Any advances made by Afghan women in politics, education and law in the last 10 years could be lost in a quick fix bargain for peace, Oxfam has warned.

Afghan women could face a dangerous future after 2014 if they are sidelined in the search for peace, according to a new Oxfam report ‘A Place at the Table: Safeguarding women’s rights in Afghanistan’, co-authored with Afghan academic Orzala Ashraf Nemat.

There has been criticism that governments did little to follow through claims that international military intervention that began in October 2001 would improve the lives of Afghan women.

Ten years on, any advances that were made  in areas such as political participation, the rule of law, and education have already begun to be eroded as security deteriorates across the country.

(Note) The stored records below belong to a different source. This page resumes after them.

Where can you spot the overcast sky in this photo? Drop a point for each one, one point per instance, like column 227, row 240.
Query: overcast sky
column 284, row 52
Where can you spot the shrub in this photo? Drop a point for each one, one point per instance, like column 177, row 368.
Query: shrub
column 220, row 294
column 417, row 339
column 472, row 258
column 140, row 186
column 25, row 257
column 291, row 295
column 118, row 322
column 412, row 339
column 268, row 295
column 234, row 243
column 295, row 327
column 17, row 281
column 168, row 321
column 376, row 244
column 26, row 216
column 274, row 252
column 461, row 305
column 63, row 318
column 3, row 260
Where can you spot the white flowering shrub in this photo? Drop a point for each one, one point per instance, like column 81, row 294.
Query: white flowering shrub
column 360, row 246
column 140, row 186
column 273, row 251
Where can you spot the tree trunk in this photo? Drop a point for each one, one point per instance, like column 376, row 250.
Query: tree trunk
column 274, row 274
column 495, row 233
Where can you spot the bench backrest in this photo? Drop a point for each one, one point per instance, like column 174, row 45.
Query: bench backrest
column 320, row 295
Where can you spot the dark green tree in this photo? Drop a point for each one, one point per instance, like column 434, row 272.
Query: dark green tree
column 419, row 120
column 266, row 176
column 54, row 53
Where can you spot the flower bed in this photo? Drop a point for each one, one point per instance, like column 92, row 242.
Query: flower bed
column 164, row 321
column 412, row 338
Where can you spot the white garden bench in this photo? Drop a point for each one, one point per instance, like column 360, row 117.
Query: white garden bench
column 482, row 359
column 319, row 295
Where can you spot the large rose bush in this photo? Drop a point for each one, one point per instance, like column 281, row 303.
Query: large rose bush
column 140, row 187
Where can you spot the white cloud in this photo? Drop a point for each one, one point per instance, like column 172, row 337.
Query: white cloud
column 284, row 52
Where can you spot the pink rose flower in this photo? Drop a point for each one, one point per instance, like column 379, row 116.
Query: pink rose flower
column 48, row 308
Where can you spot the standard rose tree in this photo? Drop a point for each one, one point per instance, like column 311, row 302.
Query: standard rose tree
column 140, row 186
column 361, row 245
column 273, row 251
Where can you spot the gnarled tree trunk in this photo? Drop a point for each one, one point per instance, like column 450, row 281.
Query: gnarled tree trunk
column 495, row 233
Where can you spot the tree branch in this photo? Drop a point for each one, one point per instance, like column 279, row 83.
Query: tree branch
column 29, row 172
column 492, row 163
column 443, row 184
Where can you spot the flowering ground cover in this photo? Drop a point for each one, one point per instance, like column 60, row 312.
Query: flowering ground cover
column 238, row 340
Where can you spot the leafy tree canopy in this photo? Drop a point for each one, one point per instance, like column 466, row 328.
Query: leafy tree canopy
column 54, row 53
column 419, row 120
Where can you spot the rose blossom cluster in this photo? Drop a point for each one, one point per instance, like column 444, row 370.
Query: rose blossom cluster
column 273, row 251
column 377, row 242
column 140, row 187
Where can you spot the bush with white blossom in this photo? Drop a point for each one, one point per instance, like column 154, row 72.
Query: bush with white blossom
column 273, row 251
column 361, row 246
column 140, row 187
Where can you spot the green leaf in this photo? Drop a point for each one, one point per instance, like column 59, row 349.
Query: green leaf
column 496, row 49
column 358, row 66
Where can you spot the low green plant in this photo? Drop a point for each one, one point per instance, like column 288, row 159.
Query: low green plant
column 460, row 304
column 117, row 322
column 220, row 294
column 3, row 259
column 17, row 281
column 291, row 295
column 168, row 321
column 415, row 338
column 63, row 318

Against a backdrop of increased insecurity and fighting, violence against women is on the rise and their rights are being eroded as leaders show a lack of political will to protect and promote them.

New laws that criminalise practices such as honour killings, child marriages and giving away girls to settle disputes are only being enforced in 10 out Afghanistan’s 34 provinces.

In the second quarter of 2011, 1,026 cases of violence against women were registered by the Afghan Independent Human Rights Commission, compared to 2,700 cases in the whole of 2010.

There are 69 female MPs taking up 28 per cent of seats in the Afghan parliament,  just over the 25 per cent guaranteed in a quota system put into place in 2005.

The number of female ministers has fallen to one, compared to three in 2004 and the number of women in the civil service dropped from 31 per cent in 2006 to 18.5 per cent in 2010.

Women are also being sidelined in the reintegration and reconciliation process, the report says.

Oxfam has urged world leaders to ensure any peace includes benchmarks to guarantee women’s rights, such as monitoring the numbers of girls in school and the numbers of women in public life.

It also called on the Afghan government and international community to ensure the full participation of women in all peace processes and the matching of the government’s existing pledge of 30 per cent of women in government bodies, as well as continued funding for services that support women, such as schools and leadership programmes as well as access to basic services, beyond 2014.

Nemat said: “Recent history has been harsh to Afghan women – and we don’t want to see it repeated. We have made incredible gains in the last 10 years. Women are working as doctors, lawyers and businesswomen; and girls are at school.

“But what is life going to be like for us in the next 10 years? Already life is getting tougher for Afghan women. Afghan women want peace – not a stitch up deal that will confine us to our homes again. We are a voice that must be heard.”